Best Buy’s profit and sales slipped in the third quarter on weakening demand for electronic gadgets, but it beat expectations and the retailer said a downturn in comparable stores sales this year will not be as bad as it had expected.
Best Buy’s profit and sales slipped in the third quarter on weakening demand for electronic gadgets, but it beat expectations and the retailer said a downturn in comparable stores sales this year will not be as bad as it had expected.
Shares jumped 7% before the opening bell Tuesday.

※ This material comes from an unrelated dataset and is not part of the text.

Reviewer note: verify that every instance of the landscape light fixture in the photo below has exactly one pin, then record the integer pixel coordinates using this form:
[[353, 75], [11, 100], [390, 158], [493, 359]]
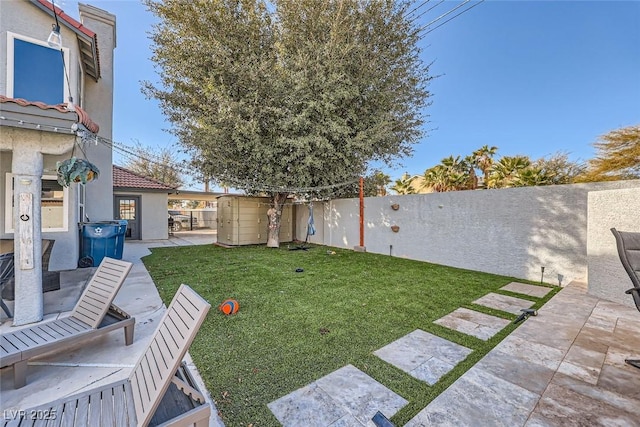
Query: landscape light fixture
[[55, 39]]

The Minneapolis consumer electronics chain earned $277 million, or $1.22 per share in the quarter that ended Oct. 29, or $1.38 per share adjusted for restructuring and amortization costs. That easily beat the per-share earnings of $1.03 projected on Wall Street, according to a survey by Zacks Investment Research.

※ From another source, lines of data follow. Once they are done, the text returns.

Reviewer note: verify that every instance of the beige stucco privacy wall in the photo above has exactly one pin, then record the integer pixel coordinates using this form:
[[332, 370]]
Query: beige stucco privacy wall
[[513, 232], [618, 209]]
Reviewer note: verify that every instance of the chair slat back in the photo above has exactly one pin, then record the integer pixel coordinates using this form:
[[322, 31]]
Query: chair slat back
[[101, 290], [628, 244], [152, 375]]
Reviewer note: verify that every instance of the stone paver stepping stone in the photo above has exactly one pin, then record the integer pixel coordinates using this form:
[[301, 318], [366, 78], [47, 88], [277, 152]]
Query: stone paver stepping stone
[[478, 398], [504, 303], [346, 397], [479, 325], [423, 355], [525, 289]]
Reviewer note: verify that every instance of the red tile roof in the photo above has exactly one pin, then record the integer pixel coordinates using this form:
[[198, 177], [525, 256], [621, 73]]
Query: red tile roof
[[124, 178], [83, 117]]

The company booked $26 million in restructuring costs as it cut jobs in response to slowed spending by Americans.
Last year in the same period, the company earned $499 million, or $2 per share.

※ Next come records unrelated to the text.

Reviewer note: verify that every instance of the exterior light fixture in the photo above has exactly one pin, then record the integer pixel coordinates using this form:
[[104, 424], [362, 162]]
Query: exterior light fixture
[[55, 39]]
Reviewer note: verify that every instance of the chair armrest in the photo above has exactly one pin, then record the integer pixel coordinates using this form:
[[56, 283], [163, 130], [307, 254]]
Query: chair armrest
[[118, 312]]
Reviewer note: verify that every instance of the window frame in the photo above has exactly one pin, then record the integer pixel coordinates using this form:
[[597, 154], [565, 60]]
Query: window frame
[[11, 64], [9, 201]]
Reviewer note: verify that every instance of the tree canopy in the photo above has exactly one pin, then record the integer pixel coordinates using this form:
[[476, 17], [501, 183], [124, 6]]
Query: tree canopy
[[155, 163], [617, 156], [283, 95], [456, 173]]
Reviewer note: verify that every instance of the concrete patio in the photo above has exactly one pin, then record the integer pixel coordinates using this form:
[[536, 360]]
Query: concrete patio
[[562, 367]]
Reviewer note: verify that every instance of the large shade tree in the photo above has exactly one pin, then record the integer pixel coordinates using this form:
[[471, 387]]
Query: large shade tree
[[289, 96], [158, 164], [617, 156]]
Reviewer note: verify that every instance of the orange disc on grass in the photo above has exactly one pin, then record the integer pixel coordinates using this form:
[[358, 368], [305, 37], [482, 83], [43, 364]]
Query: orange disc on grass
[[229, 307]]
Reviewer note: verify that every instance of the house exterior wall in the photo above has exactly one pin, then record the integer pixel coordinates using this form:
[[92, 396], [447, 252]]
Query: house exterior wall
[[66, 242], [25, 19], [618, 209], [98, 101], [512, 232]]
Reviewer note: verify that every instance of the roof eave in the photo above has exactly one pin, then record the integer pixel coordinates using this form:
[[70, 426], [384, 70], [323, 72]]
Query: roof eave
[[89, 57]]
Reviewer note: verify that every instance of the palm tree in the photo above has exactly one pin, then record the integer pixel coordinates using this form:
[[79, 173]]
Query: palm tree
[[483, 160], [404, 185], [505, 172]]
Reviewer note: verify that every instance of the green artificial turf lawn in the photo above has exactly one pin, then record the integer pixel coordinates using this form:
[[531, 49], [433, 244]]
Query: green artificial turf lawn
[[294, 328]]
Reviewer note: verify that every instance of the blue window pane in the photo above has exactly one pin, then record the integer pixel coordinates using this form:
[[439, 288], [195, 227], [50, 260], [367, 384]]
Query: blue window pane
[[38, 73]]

Sales fell 11% to $10.56 billion, edging out analyst expectations for $10.31 billion.
Neil Saunders, managing director at GlobalData Retail, said that double digit percentage declines in both profit and sales would normally be cause for alarm but in this case, it was expected. Saunders, however, says weak gadget sales don’t bode well for Black Friday, which is a big sales day for retailers.
“We do not expect demand to collapse, but we expect it to be much softer than usual,” Saunders said.
Best Buy’s sales during the depths of the pandemic were fueled by oversized spending from shoppers who splurged on gadgets to help them work from home or help their children with virtual learning. Government stimulus checks fueled a lot of that spending.
The company acknowledged that 2022 would be a more difficult year from the start and soaring inflation has made it even tougher as Americans take more items deemed unessential off their shopping lists.
Comparable sales— those coming from Best Buy’s stores and online— fell 10.4%, which was not as bad as had been expected.
And the company said that the trail-off in comparable stores sales for the year will not be as bad as it had projected earlier. Best Buy now expects a 10% decline in same-stores sales for the year, slightly better than earlier forecasts.